In 2009, Alabama increased its prison population to over 31,000 people. That same period saw the state prison population nationwide decline for the first time in nearly 28 years as states implemented new technology and parole reforms to reduce reliance on incarceration in the face of crippling costs.
Alabama’s prison population expanded in 2009 by 3.5%, to 31,561. Hundreds of people are incarcerated in Alabama prisons for minor, nonviolent crimes like writing a bad check and simple possession of marijuana.
The Alabama Department of Corrections reports that 34% of the nearly 12,000 people entering the state’s prisons in 2008 are drug offenders. Alabama Chief Justice Sue Bell Cobb called on Alabama prosecutors to send these nonviolent offenders to drug courts instead of prison. Investing in treatment and diversion programs paid off in a big way for Texas, which saved nearly $2 billion in new prison construction and operations costs.

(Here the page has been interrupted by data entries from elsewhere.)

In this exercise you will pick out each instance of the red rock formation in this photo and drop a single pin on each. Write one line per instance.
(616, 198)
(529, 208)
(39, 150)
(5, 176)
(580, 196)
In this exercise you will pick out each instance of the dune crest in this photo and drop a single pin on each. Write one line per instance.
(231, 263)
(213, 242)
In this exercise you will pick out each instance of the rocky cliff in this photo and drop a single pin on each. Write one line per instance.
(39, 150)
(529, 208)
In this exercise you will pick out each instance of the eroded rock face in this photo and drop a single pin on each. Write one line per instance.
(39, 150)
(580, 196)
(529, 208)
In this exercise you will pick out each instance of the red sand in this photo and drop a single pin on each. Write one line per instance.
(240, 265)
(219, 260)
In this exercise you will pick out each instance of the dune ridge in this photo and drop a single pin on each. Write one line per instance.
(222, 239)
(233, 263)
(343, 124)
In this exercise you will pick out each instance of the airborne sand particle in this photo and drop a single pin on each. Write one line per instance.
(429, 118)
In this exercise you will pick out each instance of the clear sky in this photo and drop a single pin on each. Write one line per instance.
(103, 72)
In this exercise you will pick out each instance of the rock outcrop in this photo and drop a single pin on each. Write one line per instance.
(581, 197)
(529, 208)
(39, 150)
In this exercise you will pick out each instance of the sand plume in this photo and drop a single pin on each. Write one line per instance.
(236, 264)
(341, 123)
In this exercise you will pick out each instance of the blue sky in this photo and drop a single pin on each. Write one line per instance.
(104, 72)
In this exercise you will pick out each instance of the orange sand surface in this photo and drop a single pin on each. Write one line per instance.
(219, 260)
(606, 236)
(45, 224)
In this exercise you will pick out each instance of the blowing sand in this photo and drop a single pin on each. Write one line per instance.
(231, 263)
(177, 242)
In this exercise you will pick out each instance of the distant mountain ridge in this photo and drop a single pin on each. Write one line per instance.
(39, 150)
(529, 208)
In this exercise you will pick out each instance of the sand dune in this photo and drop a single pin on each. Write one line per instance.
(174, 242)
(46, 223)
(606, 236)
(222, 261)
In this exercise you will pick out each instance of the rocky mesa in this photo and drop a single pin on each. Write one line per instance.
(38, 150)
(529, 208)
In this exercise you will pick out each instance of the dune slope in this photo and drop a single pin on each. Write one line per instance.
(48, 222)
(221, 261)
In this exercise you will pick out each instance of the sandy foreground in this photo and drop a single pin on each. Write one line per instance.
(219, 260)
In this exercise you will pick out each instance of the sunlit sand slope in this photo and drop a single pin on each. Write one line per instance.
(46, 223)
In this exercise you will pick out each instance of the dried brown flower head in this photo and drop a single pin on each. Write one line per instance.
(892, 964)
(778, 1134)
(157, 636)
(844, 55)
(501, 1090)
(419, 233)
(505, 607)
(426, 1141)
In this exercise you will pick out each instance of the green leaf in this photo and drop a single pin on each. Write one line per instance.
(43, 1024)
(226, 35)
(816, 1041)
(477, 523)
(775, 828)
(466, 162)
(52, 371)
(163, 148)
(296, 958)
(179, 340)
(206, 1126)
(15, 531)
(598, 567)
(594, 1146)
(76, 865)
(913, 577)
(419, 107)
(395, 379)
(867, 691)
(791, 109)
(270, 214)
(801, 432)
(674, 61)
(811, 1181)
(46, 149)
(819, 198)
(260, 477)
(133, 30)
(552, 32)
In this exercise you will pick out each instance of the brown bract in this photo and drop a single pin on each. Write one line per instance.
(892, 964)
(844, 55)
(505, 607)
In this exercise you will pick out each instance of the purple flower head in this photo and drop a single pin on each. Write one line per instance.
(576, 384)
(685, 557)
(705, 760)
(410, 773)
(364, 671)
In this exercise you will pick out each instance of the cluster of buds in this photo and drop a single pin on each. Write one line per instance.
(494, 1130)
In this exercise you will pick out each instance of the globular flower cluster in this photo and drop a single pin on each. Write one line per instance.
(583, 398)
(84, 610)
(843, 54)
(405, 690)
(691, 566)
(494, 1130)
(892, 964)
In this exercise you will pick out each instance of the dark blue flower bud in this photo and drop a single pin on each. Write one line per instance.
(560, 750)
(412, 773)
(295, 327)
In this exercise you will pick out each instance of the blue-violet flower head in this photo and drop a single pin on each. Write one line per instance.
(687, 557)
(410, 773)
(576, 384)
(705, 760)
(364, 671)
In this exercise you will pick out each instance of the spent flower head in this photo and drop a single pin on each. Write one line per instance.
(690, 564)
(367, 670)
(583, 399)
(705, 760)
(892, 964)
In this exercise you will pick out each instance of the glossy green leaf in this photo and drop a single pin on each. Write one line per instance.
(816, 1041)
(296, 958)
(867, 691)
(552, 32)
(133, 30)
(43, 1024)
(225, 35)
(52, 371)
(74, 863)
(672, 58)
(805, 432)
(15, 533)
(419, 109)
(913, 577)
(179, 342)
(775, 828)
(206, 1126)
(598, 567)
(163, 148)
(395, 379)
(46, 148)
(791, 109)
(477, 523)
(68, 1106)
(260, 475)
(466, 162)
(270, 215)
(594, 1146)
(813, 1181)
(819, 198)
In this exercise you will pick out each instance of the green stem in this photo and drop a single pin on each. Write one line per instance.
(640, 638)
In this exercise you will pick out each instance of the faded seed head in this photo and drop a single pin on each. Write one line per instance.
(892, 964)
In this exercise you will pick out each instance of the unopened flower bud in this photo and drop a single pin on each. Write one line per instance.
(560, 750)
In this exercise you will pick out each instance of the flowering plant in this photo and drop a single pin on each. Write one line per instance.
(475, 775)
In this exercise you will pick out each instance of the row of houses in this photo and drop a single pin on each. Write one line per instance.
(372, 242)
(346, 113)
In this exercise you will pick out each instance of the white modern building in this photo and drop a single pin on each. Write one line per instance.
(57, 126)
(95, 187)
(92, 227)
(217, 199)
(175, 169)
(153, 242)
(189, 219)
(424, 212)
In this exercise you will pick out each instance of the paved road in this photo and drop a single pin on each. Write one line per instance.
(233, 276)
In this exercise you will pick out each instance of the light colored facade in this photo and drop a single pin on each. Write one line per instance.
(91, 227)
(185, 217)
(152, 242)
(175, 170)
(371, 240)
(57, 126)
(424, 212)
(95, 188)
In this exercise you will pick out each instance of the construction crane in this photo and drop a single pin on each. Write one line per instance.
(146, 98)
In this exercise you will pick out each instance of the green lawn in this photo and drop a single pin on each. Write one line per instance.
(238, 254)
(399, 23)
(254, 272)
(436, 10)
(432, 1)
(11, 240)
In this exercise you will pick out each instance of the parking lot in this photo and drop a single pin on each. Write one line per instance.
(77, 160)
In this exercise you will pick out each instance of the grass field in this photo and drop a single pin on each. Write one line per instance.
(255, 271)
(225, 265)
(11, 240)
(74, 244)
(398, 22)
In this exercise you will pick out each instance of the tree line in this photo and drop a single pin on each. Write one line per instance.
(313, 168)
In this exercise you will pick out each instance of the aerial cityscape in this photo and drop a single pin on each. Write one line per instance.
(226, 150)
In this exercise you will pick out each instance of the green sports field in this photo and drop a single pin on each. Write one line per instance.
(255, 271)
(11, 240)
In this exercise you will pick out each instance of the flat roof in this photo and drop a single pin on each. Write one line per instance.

Across the country, according to the Public Safety Performance Project of the Pew Center on the States, the number of state prisoners declined by nearly 6000 people in 2009. Twenty-seven states reduced their number of inmates by adopting policies to “effectively reduce their prison populations, and save public funds, without sacrificing public safety.”
States succeeded in reducing inmate populations in part by ending the practice of returning low-risk parolees to prison for technical parole violations. Re-incarcerating people who have committed no new crime costs Alabama taxpayers millions of dollars each year.
A bill to limit re-incarceration for technical violations has been proposed and is pending in the Alabama Legislature.
Corrections costs have quadrupled in the past 20 years and today account for 1 of every 15 state general fund discretionary dollars. Alabama officials, facing severe overcrowding and budget shortfalls, want judges and prosecutors to actually use sentencing reforms adopted several years ago to help bring down the prison population.
The Pew report found that, together with financial pressures, advances in supervision technology, such as GPS monitors, new treatment strategies that successfully reduce recidivism rates, and increases in public support for community corrections are working in many states to promote sentencing and parole reform and protect public safety.